• supramolecular chirality
• organic optoelectronics
• OLED
• electronic circular dichroism
• circularly polarized luminescence
• π-conjugated oligomers

Chirality is gaining large interest in organic optoelectronics: first, it is a valid tool for controlling the supramolecular order of π-conjugated systems constituting the active layer of devices; secondly, it opens the way to innovative technological applications, like detecting or producing circularly polarized (CP) light. A current research goal is to obtain thin films of organic semiconductors with high discrimination of CP-light in absorption (electronic circular dichroism, ECD) or emission (circularly polarized luminescence, CPL). Chiral supramolecular architectures of π-conjugated systems could be the key to achieve this goal.

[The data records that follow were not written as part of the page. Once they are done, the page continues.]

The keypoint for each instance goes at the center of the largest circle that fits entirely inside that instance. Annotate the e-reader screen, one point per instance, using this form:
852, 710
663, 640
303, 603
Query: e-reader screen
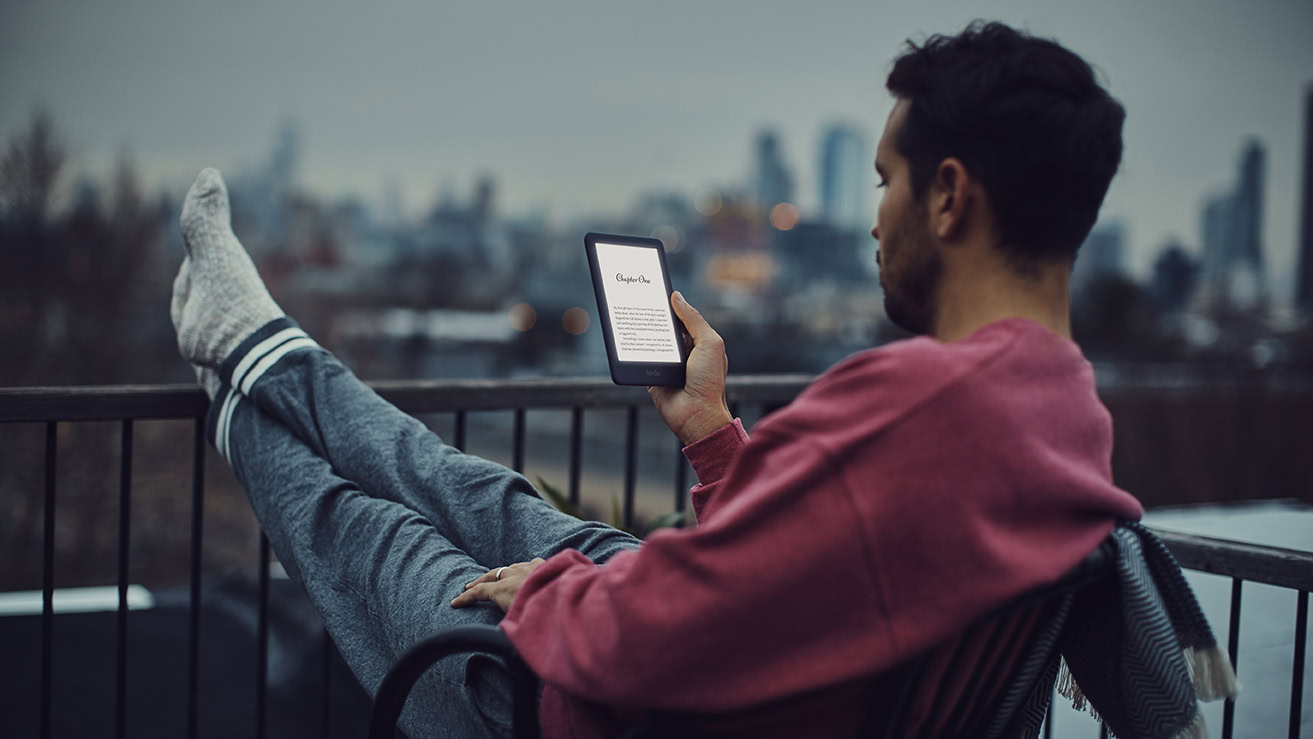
637, 303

In the present doctoral work, we developed a family of novel chiral π-conjugated oligomers functionalized with inexpensive alkyl chiral groups from natural sources, studying their ECD and CPL features in thin films. Since special care should be taken, in order to avoid the occurrence of false signals, here we provided practical tools for recognizing, quantifying and possible separating the main contributions of experimental ECD and CPL spectra. Although in general we observed a manifold of situations, thus revealing the central role of different local supramolecular structures (whose formation is strictly related to chemical structure, deposition technique and post-deposition operations), in some cases we discovered outstanding chiroptical features. Encouraged by promising results, for some of them we finally explored the application as active layers in circularly polarized organic light-emitting diode (CP-OLED) devices.